The following coefficients $a$ and $b$ implement a second order digital DC notch filter :

b = 0.9900   -1.9800    0.9900

a = 1.0000   -1.9800    0.9801


Whose frequency response is (y-axis in dB):

Given the raw-input signal $x[n]$ as a vector of samples in $x$ in matlab, you would apply the following line to filter it:

y = filter(b,a,x);


Note that the filter is not linear phase, hence you will have some phase distorions especially about DC frequencies... if you need a strictly linear phase DC blocking filter please indicate.

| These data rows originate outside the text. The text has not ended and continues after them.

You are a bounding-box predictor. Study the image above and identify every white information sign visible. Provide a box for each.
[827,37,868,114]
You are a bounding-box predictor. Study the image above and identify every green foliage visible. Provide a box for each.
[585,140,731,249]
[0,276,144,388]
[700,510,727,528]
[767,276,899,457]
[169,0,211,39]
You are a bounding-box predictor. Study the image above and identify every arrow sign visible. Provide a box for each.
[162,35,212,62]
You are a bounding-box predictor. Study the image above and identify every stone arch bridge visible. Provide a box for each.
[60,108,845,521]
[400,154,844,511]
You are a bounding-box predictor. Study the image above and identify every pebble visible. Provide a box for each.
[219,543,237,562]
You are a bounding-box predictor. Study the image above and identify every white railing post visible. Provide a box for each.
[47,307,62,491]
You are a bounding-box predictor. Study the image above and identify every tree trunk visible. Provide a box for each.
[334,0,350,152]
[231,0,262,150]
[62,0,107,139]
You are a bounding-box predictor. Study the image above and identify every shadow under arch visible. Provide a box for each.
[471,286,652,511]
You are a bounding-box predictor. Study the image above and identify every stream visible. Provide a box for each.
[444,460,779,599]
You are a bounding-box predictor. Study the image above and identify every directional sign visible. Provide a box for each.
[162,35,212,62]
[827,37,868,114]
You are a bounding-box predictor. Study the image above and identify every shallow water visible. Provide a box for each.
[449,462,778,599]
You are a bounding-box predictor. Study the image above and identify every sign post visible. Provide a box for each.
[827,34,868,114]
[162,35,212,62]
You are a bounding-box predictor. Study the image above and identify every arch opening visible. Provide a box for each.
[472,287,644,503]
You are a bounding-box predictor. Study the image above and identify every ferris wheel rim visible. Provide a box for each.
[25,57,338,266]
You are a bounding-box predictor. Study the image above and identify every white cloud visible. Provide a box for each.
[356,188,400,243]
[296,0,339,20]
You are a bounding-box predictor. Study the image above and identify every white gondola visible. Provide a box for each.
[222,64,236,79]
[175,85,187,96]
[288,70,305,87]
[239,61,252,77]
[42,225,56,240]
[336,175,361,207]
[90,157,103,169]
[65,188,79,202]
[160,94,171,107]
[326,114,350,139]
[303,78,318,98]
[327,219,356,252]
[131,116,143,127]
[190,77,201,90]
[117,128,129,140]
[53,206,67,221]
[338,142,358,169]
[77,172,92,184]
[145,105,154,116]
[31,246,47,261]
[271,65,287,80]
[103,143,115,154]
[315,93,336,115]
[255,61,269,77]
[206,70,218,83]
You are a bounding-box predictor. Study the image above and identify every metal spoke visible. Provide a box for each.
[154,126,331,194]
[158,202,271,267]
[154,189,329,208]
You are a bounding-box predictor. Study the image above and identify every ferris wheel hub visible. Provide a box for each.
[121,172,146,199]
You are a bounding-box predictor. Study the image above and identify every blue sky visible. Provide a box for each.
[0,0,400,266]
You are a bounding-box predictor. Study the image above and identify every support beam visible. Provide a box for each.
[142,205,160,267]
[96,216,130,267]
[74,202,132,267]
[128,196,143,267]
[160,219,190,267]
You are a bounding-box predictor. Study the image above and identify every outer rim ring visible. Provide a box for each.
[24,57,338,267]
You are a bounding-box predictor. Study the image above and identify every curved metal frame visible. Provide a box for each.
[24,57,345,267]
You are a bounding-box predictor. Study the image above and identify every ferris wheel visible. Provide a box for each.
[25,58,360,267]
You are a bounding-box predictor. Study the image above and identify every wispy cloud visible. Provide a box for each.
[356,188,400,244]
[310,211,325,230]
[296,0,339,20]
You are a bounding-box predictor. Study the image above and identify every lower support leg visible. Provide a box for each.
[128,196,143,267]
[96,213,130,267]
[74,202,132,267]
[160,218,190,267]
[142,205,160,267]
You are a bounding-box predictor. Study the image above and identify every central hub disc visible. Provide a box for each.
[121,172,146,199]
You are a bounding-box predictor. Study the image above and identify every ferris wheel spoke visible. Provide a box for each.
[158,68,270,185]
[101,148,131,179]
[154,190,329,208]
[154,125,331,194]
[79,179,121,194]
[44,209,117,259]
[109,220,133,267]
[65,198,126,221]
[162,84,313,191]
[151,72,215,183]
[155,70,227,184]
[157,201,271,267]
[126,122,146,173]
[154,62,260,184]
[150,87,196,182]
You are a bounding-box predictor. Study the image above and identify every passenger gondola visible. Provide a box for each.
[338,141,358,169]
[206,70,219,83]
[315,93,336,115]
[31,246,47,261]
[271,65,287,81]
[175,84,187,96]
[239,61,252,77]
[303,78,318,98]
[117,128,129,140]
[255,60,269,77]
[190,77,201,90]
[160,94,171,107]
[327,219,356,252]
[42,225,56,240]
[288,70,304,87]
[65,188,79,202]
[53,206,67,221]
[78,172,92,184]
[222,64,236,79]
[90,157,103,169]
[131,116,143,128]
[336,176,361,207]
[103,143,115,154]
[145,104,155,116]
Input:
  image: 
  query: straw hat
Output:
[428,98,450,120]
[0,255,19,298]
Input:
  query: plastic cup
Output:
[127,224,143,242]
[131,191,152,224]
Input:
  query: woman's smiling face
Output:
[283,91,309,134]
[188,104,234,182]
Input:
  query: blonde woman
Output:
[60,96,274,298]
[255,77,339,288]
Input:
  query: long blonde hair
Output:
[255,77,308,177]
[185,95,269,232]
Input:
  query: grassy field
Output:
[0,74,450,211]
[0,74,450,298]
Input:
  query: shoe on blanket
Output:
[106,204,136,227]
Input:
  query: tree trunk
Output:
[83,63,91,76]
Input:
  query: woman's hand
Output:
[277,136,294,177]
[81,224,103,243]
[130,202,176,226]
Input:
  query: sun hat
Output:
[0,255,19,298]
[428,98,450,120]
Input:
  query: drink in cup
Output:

Given the raw data with the following plot:

The resulting filtered signal plot is the following:

It can be seen that initially there is a transient starting from a value of $0.428$ and takes some samples to stabilize to remove the DC. This transient is a direct consequence of long impulse response associated with the IIR filter.

Shorter impulse responses would provide faster response, but more steady state distortions.

Assuming that a shorter filter would do better, here is another set of DC notch coefficients with shorter impulse response:

b = 0.9100   -1.8200    0.9100
a = 1.0000   -1.8200    0.8281


In which case the output becomes:

Clearly an improvement in dynamic response, but keep in mind that the steadystate response now gives more distortions.

You can even further get a quicker response with the following set:

b = 0.7000   -1.4000    0.7000
a = 1.0000   -1.4000    0.4900


whose result is:

Much faster response, but there could be untolerable distortions on the samples, depending on the application requirements.